The stack of a typical modern operating system is just a region of memory used for storing return addresses and local data. It has the same structure in both the kernel and user-mode, but each thread gets its own memory area for storing its stack. Context switches restore the stack pointer, so no thread sees another thread's stack even though they may be able to share other memory (if the threads are in the same process).
A thread doesn't have to use the stack by the way. The operating system makes assumptions about how it will be used, but the thread doesn't have to follow them.
I have a VxWorks application running on ARM uC.
First let me summarize the application;
Application consists of a 3rd party stack and a gateway application.
We have implemented an operating system abstraction layer to support OS in-dependency.
The underlying stack has its own memory management&control facility which holds memory blocks in a doubly linked list.
For instance ; we don't directly perform malloc/new , free/delege .Instead we call OSA layer's routines and it gets the memory from OS and puts it in a list then returns this memory to application.(routines : XXAlloc , XXFree,XXReAlloc)
And when freeing the memory we again use XXFree.
In fact this block is a struct which has
-magic numbers indication the beginning and end of memory block
-size that user requested allocated
-size in reality due to alignment issue previous and next pointers
-pointer to piece of memory given back to application. link register that shows where in the application xxAlloc is called.
With this block structure stack can check if a block is corrupted or not.
Also we have pthread library which is ported from Linux that we use to
-create/terminate threads(currently there are 22 threads)
-synchronization objects(events,mutexes..)
There is main task called by taskSpawn and later this task created other threads.
this was a description of application and its VxWorks interface.
The problem is :
one of tasks suddenly gets destroyed by VxWorks giving no information about what's wrong.
I also have a jtag debugger and it hits the VxWorks taskDestoy() routine but call stack doesn't give any information neither PC or r14.
I'm suspicious of specific routine in code where huge xxAlloc is done but problem occurs
very sporadic giving no clue that I can map it to source code.
I think OS detects and exception and performs its handling silently.
any help would be great
regards
It resolved.
I did an isolated test. Allocated 20MB with malloc and memset with 0x55 and stopped thread of my application.
And I wrote another thread which checks my 20MB if any data else than 0x55 is written.

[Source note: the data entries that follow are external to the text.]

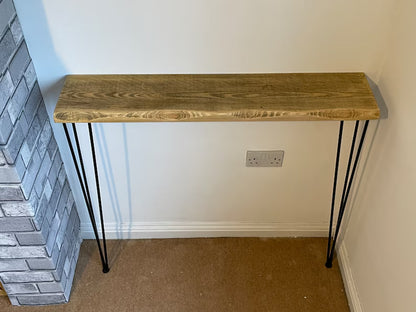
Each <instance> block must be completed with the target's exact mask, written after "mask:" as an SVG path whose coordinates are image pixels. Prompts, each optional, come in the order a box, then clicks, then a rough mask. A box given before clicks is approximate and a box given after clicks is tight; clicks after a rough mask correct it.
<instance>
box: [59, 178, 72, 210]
mask: <svg viewBox="0 0 416 312" xmlns="http://www.w3.org/2000/svg"><path fill="white" fill-rule="evenodd" d="M69 192H70V189H69V184H68V182H67V183H65V185H64V188H63V189H62V193H61V197H60V198H59V201H58V206H57V211H58V213H59V217H62V214H63V211H64V209H65V205H66V202H67V201H68V195H69Z"/></svg>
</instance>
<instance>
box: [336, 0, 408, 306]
mask: <svg viewBox="0 0 416 312" xmlns="http://www.w3.org/2000/svg"><path fill="white" fill-rule="evenodd" d="M415 12H416V2H415V1H412V0H404V1H401V7H400V10H399V11H398V13H397V14H396V19H395V30H394V33H393V36H392V37H391V40H390V42H389V49H388V53H387V55H386V61H385V64H384V66H383V69H382V72H381V76H380V80H379V87H380V90H381V93H382V95H383V97H384V99H385V101H386V105H387V107H388V110H389V118H388V119H387V120H381V121H380V125H379V129H378V131H377V135H376V137H375V139H374V144H373V148H372V151H371V154H370V157H369V161H368V165H367V168H366V171H365V173H364V175H363V181H362V183H361V188H360V191H359V194H358V197H357V201H356V206H355V208H354V211H353V213H352V215H351V219H350V222H349V226H348V231H347V233H346V235H345V240H344V243H343V245H344V246H343V249H344V251H345V252H346V255H347V256H348V259H349V266H350V270H351V276H350V277H351V278H352V280H353V282H354V284H355V287H356V293H354V294H353V296H355V299H358V300H356V301H357V302H358V301H359V302H360V305H361V307H360V305H359V304H357V305H356V309H355V310H354V311H360V310H361V309H362V311H365V312H373V311H374V312H391V311H400V312H413V311H416V301H415V298H414V297H415V290H416V266H415V264H416V226H415V220H416V209H415V201H414V198H415V187H416V163H415V159H416V122H415V118H414V117H415V116H416V105H415V104H416V88H415V77H414V74H415V72H416V59H415V55H416V34H415V30H416V20H415V15H414V14H415Z"/></svg>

And quess what!! some other thread which belongs other components in CPU (someone else developed them) write my allocated space.
Thanks 4 your help
If your task exits, taskDestroy() is called. If you are suspicious of huge xxAlloc, verify that the allocation code is not calling exit() when memory is exhausted. I've been bitten by this behavior in a third party OSAL before.
Sounds like you are debugging after integration; this can be a hell of a job.
I suggest breaking the problem into smaller pieces.
Process
1) you can get more insight by instrumenting the code and/or using VxWorks intrumentation (depending on which version). This allows you to get more visibility in what happens. Be sure to log everything to a file, so you move back in time from the point where the task ends. Instrumentation is a worthwile investment as it will be handy in more occasions. Interesting hooks in VxWorks: Taskhooklib
2) memory allocation/deallocation is very fundamental functionality. It would be my first candidate for thorough (unit) testing in a well-defined multi-thread environment. If you have done this and no errors are found, I'd first start to look why the tas has ended.
other possible causes
A task will also end when the work is done.. so it may be a return caused by a not-so-endless loop. Especially if it is always the same task, this would be my guess.
And some versions of VxWorks have MMU support which must be considered.